Benjamin E. Park, Kingdom of Nauvoo: The Rise and Fall of a Religious Empire on the American Frontier (New York, NY: W. W. Norton, 2020), 61–62

W.W. Norton
Benjamin Park, Louisa Beaman, Joseph Smith, Jr., Joseph B. Noble
Reading Public

WHEREAS THE TEMPLE'S CORNERSTONE CEREMONY was witnessed by thousands, an equally important ceremony took place that same week, only this one was under a strict order of secrecy. On April 5, the night before the laying of the cornerstones, Joseph Smith met with Louisa Beman and Joseph Noble in a small grove, shielded from prying eyes. Noble was a longtime member of the church and close confidant of the prophet, and Beman, who had disguised herself as a man bywearing a coat and hat, was his sister-in-law. Emma Smith, unaware of the meeting, was not present. All three knew that what they were about to do was neither legally nor socially acceptable, yet each believed their actions were both justified and necessary.

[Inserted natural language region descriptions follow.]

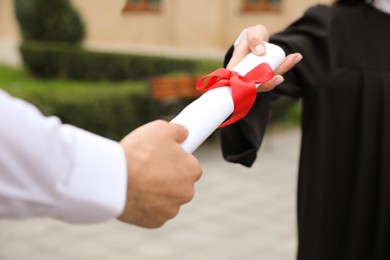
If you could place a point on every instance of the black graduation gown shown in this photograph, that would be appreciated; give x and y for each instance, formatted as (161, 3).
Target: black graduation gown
(344, 169)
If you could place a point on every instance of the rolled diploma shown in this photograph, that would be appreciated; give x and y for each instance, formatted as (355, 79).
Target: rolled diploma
(203, 116)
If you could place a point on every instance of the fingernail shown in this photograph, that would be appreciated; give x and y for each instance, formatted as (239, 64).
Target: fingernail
(298, 59)
(260, 50)
(278, 80)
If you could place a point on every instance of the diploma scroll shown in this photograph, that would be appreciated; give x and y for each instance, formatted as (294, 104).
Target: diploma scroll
(203, 116)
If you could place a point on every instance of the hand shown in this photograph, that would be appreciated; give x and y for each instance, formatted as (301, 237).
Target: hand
(161, 175)
(252, 40)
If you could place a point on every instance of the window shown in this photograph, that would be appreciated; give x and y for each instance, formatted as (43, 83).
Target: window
(141, 5)
(261, 5)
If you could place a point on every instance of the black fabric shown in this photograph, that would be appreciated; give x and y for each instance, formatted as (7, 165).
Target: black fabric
(344, 169)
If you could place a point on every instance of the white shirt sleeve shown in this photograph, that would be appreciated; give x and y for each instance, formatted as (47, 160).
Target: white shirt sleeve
(48, 169)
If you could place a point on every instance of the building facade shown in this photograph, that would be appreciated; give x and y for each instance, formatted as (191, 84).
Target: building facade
(201, 28)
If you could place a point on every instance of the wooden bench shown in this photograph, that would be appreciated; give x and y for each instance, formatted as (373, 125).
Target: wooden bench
(170, 94)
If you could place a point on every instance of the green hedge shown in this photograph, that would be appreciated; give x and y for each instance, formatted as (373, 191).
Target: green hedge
(53, 60)
(54, 21)
(108, 111)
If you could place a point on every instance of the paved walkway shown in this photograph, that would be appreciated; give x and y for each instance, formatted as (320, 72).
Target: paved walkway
(237, 214)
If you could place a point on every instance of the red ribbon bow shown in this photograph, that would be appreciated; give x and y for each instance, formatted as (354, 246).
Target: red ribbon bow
(243, 87)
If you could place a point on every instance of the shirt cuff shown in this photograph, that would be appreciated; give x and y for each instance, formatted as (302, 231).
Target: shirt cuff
(96, 188)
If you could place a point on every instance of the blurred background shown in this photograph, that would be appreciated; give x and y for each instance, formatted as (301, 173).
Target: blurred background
(111, 66)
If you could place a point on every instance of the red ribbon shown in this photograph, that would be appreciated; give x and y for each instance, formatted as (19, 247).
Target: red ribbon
(243, 87)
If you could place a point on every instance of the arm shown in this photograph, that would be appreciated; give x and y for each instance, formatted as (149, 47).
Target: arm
(48, 169)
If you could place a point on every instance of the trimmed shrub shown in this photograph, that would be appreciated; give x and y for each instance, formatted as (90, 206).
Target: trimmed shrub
(43, 20)
(112, 112)
(48, 60)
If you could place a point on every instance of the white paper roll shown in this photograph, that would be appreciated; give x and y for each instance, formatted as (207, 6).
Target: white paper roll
(203, 116)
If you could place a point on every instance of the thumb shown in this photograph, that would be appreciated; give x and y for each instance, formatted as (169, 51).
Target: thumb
(179, 132)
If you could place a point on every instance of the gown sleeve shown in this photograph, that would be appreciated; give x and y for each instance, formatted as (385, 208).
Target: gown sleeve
(308, 35)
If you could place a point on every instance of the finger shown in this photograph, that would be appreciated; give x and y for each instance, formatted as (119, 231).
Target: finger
(252, 41)
(179, 132)
(290, 61)
(269, 85)
(256, 38)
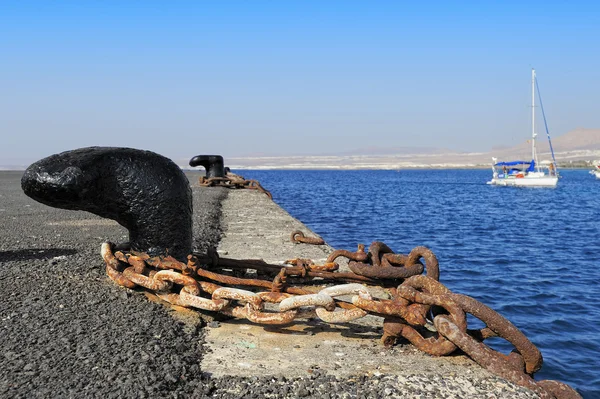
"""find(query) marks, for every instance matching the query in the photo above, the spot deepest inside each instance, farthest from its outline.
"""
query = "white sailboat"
(596, 170)
(527, 173)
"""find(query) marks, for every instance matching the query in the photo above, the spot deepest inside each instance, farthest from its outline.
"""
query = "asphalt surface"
(67, 331)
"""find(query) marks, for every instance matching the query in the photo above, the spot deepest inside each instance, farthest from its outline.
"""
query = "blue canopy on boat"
(513, 163)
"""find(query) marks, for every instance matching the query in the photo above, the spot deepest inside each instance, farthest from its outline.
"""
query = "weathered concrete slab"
(254, 227)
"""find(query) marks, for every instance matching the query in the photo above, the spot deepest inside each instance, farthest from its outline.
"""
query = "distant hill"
(575, 146)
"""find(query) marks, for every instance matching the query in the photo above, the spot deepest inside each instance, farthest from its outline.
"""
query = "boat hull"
(545, 181)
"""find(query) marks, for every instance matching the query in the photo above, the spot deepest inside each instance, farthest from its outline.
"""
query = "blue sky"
(251, 77)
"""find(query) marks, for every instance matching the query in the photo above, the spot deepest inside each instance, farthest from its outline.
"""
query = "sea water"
(532, 254)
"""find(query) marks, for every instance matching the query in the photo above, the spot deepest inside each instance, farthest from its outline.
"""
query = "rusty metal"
(298, 237)
(422, 310)
(231, 180)
(487, 357)
(504, 329)
(385, 264)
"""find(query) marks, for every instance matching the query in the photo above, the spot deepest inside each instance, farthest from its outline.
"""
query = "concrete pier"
(68, 331)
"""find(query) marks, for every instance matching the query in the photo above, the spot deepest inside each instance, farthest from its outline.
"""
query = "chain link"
(422, 310)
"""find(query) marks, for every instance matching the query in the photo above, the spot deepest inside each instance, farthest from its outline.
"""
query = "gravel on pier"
(68, 331)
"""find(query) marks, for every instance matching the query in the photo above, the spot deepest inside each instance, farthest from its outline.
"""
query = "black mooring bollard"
(212, 163)
(144, 192)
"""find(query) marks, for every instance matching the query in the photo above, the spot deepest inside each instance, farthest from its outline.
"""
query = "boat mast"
(533, 154)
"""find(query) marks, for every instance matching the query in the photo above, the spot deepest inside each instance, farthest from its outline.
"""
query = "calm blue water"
(531, 254)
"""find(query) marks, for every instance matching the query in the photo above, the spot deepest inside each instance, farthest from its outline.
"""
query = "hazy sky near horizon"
(293, 77)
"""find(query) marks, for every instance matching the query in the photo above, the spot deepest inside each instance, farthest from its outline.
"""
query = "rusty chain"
(421, 309)
(299, 237)
(231, 180)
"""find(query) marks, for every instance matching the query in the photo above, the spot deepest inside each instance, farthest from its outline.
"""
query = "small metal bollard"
(213, 164)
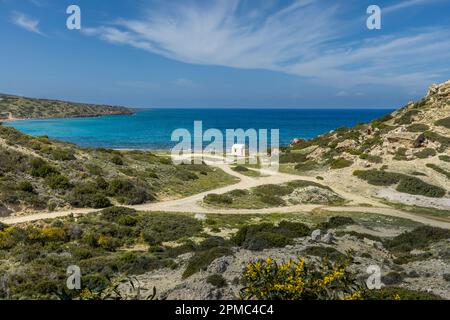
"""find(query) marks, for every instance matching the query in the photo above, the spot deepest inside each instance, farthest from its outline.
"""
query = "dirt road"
(192, 204)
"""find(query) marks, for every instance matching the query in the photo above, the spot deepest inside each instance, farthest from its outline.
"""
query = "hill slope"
(40, 174)
(402, 157)
(15, 107)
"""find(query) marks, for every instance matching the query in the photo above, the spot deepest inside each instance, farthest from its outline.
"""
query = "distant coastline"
(151, 129)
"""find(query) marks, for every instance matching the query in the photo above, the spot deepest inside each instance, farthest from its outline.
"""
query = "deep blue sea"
(152, 129)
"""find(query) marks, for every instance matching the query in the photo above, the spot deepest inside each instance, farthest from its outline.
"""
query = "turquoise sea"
(152, 128)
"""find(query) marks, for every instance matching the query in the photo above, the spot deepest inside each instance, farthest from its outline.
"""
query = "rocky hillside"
(15, 107)
(403, 156)
(40, 174)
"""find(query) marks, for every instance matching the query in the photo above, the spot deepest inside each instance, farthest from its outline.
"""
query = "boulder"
(328, 238)
(200, 216)
(316, 235)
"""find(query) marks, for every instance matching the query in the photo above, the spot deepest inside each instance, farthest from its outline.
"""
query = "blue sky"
(230, 53)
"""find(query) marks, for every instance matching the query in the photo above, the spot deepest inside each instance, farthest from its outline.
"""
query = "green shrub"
(58, 181)
(335, 222)
(25, 186)
(87, 195)
(418, 238)
(201, 260)
(444, 141)
(416, 186)
(359, 235)
(130, 192)
(63, 154)
(238, 193)
(217, 280)
(169, 227)
(387, 293)
(371, 158)
(117, 160)
(425, 153)
(323, 252)
(266, 235)
(41, 169)
(304, 183)
(443, 122)
(240, 169)
(439, 169)
(418, 127)
(270, 200)
(273, 190)
(186, 175)
(292, 157)
(392, 278)
(407, 117)
(306, 166)
(293, 229)
(264, 240)
(114, 213)
(297, 280)
(213, 198)
(340, 163)
(379, 177)
(400, 154)
(381, 120)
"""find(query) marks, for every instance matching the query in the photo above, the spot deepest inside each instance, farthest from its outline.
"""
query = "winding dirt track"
(191, 204)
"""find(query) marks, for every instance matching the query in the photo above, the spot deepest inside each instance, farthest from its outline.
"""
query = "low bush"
(216, 280)
(324, 252)
(25, 186)
(443, 122)
(439, 169)
(340, 163)
(304, 183)
(416, 186)
(379, 177)
(418, 238)
(273, 190)
(87, 195)
(57, 181)
(371, 158)
(129, 192)
(407, 117)
(425, 153)
(292, 157)
(201, 260)
(390, 293)
(114, 213)
(335, 222)
(117, 160)
(63, 154)
(186, 175)
(297, 280)
(169, 227)
(273, 201)
(444, 141)
(238, 193)
(418, 127)
(214, 198)
(266, 235)
(400, 154)
(240, 169)
(41, 169)
(306, 166)
(392, 278)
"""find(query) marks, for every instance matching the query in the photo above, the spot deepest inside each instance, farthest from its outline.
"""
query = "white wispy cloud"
(305, 38)
(407, 4)
(25, 22)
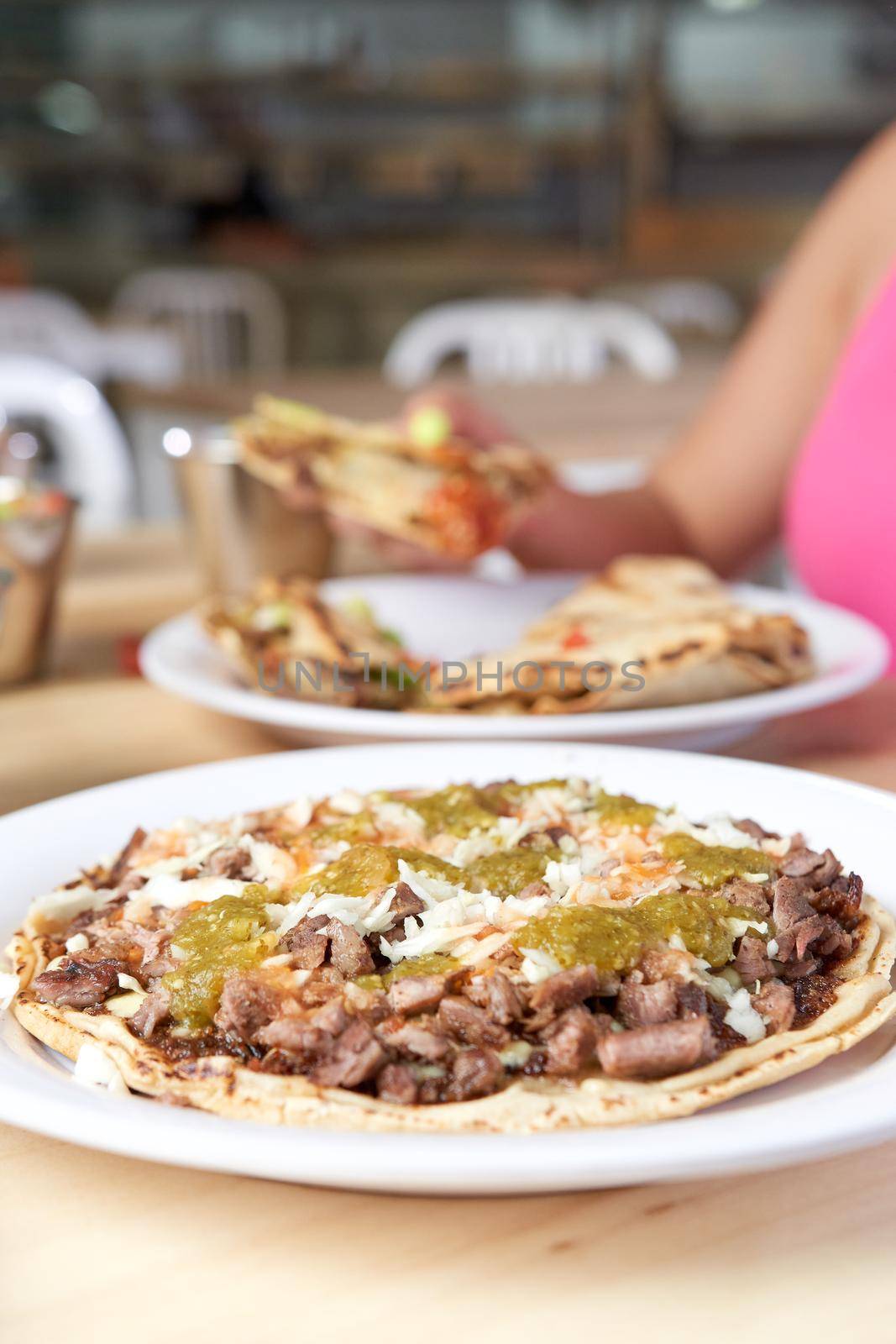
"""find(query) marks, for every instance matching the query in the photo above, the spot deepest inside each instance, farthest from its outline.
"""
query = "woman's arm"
(718, 494)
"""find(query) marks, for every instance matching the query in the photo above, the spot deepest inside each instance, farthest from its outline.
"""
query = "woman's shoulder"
(862, 218)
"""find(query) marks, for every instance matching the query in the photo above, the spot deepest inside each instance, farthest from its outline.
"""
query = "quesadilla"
(647, 632)
(445, 495)
(506, 958)
(284, 638)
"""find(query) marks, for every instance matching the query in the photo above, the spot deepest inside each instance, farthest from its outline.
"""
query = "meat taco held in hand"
(448, 496)
(512, 958)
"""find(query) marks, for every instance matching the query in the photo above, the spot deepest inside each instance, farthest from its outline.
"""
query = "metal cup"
(33, 553)
(241, 528)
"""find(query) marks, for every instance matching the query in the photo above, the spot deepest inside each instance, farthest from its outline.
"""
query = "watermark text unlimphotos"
(495, 678)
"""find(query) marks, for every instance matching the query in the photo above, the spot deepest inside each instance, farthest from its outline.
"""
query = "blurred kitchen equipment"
(241, 528)
(548, 340)
(228, 320)
(33, 551)
(94, 460)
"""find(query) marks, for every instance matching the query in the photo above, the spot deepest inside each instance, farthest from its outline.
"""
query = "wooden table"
(98, 1245)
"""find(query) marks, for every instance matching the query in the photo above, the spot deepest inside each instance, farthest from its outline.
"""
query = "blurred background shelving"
(376, 156)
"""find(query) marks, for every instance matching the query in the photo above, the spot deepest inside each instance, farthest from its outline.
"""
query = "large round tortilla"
(219, 1084)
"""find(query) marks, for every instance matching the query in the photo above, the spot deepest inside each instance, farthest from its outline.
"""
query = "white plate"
(846, 1102)
(456, 617)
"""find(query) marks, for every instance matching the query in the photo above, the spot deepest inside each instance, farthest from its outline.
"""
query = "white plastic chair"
(51, 326)
(685, 306)
(39, 322)
(531, 342)
(228, 322)
(93, 452)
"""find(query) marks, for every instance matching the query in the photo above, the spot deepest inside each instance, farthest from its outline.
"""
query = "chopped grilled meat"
(356, 1057)
(307, 1034)
(790, 904)
(474, 1073)
(570, 1042)
(470, 1025)
(120, 867)
(405, 905)
(396, 1084)
(775, 1005)
(669, 1047)
(246, 1005)
(738, 891)
(664, 965)
(150, 1012)
(231, 860)
(692, 1000)
(642, 1005)
(295, 1035)
(500, 998)
(841, 900)
(799, 969)
(80, 984)
(752, 961)
(417, 994)
(414, 1038)
(821, 933)
(348, 951)
(331, 1016)
(307, 942)
(819, 870)
(563, 991)
(406, 902)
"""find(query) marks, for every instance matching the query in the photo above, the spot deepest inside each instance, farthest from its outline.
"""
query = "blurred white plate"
(844, 1104)
(459, 616)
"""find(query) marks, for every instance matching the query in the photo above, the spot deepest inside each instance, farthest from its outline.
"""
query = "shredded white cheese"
(539, 965)
(741, 1016)
(8, 988)
(94, 1068)
(127, 1005)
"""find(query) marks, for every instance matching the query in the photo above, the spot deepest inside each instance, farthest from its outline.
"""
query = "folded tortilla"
(448, 496)
(286, 640)
(647, 632)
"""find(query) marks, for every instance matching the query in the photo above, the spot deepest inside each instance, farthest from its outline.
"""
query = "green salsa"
(712, 864)
(459, 810)
(513, 793)
(355, 830)
(231, 933)
(614, 940)
(365, 867)
(506, 873)
(624, 811)
(430, 964)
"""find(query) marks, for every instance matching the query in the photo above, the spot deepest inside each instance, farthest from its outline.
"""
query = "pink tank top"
(840, 517)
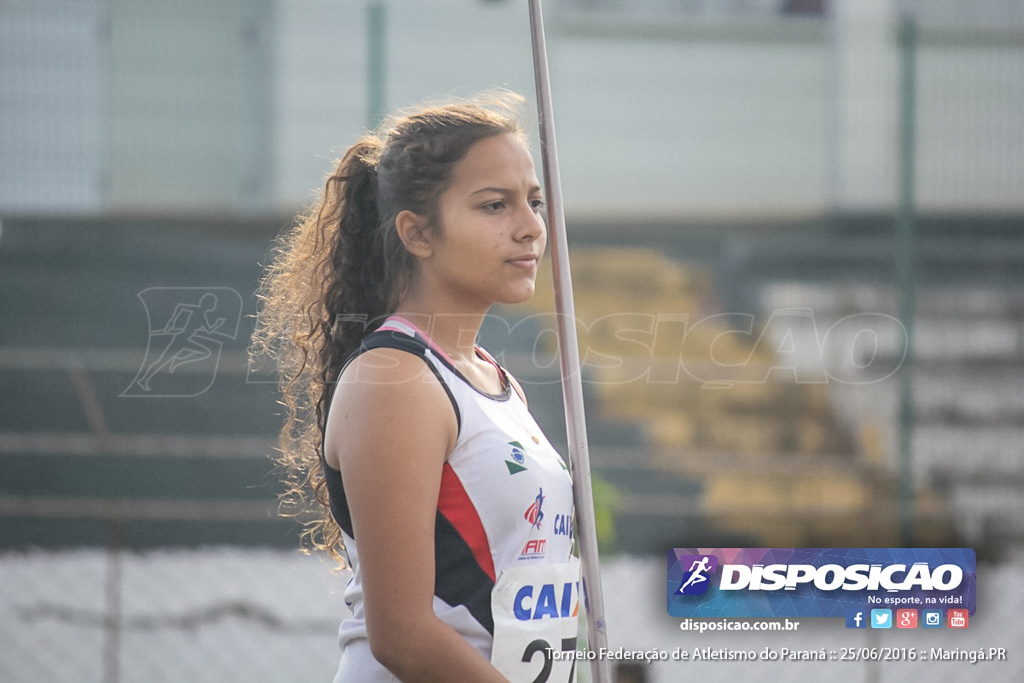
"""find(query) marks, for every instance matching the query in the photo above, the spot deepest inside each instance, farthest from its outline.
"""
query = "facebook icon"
(855, 619)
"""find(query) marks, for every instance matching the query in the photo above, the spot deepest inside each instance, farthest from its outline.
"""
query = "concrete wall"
(241, 105)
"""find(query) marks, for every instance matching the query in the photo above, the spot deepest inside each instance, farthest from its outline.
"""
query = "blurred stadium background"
(797, 232)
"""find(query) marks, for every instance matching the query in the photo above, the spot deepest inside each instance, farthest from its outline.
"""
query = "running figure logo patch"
(695, 580)
(534, 513)
(187, 329)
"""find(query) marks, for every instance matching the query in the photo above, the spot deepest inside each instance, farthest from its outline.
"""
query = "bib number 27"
(543, 647)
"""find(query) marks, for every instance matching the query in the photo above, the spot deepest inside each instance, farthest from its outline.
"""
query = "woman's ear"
(414, 232)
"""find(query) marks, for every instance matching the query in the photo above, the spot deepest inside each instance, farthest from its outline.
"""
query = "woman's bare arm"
(391, 427)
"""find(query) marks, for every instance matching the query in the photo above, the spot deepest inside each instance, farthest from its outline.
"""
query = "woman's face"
(491, 235)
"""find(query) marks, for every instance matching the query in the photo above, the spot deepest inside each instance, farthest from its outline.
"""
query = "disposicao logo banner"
(817, 582)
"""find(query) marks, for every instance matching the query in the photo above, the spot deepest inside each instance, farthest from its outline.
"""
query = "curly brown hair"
(341, 268)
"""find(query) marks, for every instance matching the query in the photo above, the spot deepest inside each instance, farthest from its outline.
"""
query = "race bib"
(536, 610)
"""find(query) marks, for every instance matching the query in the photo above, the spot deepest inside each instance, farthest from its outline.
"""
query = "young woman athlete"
(435, 484)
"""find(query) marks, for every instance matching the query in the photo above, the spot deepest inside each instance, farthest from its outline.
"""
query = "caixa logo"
(547, 601)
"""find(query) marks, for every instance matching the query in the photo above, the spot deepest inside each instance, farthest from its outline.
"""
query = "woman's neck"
(455, 334)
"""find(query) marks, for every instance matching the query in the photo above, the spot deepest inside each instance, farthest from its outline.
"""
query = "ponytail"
(341, 268)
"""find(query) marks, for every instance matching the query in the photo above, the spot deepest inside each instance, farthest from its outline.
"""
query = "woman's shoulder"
(387, 391)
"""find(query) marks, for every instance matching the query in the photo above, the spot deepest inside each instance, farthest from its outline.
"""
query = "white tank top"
(505, 501)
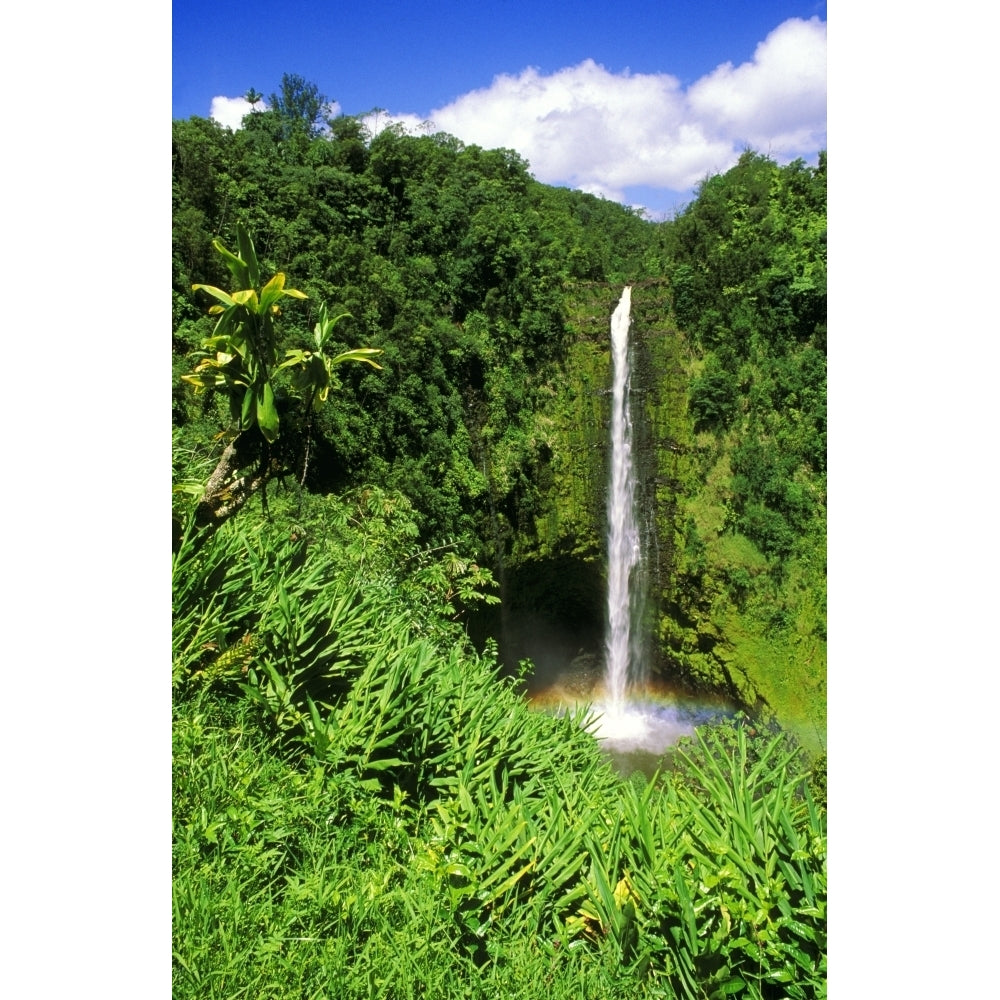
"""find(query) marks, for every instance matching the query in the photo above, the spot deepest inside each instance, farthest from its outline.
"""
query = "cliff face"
(720, 615)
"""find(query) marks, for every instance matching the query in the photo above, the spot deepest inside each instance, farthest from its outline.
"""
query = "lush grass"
(364, 808)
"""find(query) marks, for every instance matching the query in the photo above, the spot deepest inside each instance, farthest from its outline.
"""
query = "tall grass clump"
(365, 807)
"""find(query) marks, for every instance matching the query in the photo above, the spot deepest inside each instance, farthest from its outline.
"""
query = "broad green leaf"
(216, 292)
(238, 268)
(247, 297)
(267, 414)
(249, 254)
(247, 410)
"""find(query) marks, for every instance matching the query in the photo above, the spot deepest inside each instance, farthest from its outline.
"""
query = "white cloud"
(778, 100)
(604, 132)
(229, 111)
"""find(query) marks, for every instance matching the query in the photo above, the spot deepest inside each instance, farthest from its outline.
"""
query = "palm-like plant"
(241, 358)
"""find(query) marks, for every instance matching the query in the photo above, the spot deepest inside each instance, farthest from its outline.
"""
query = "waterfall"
(623, 532)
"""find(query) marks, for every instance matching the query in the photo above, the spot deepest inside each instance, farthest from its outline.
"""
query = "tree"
(240, 359)
(300, 104)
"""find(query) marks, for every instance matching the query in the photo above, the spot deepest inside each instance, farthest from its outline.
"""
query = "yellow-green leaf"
(267, 413)
(216, 292)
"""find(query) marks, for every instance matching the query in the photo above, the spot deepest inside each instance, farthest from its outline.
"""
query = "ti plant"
(242, 351)
(313, 368)
(241, 359)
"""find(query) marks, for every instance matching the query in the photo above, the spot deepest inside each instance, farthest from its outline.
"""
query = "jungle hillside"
(389, 443)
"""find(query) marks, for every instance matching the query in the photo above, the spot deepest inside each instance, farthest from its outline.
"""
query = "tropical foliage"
(364, 802)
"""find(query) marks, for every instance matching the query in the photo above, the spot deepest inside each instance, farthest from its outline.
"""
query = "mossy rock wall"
(720, 617)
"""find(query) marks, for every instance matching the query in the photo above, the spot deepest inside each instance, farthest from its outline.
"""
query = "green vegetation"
(363, 807)
(364, 803)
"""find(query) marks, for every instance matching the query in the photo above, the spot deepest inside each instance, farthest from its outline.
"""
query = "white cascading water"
(623, 534)
(623, 537)
(631, 717)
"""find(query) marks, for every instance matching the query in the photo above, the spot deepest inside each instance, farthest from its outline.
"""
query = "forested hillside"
(414, 429)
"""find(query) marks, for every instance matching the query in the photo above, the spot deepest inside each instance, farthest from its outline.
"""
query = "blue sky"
(636, 101)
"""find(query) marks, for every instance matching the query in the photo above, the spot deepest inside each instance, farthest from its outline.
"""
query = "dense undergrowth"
(364, 804)
(364, 807)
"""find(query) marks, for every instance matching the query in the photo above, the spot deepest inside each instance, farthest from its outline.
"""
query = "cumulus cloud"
(229, 111)
(604, 132)
(778, 100)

Acting as officiator, Noble married Beman to Smith as a plural wife. In the evolving Mormon terminology, this was referred to as a "sealing," and Smith and Beman were now understood to be wed for all eternity. While the cornerstone dedication, taking place the next day, received extensive newspaper coverage, none of the three individuals involved in the polygamous ritual left a contemporary record of the occasion. Only Noble ever discussed it, and he did so nearly thirty years after the event. For a faith that placed such immense significance on written records, the lack of textual evidence underscored the ceremony's strangeness. Yet the ideas behind the temple's construction also justified the private union: God's plan was to restructure society around a new order, and priesthood authority would create new relationships according to eternal principles. Humanity's arrangements were giving way to those of God, as mediated through a prophet. The priestly "keys" that were a staple to Smith's temple teachings also unlocked a new heavenly system of domestic ties.

Whether Smith's marriage to Beman originated the Mormon practice of polygamy, we cannot know. Rumors had followed the church ever since it was founded in 1830. But many new religious and social movements during the period experimented with radical sexual practices, so outsiders may have simply assumed the same about the Mormons. Some later claimed that Smith took a plural wife in Kirtland, Ohio, during the 1830s, though the reliable evidence is very thin. It seems more likely that the doctrine originated in Nauvoo in 1840, when Smith began envisioning a new society and revealed the centrality of priesthood keys, familial networks, and eternal unions. Joseph Noble and others recalled that it was during the fall of that year that Smith first taught them the practice."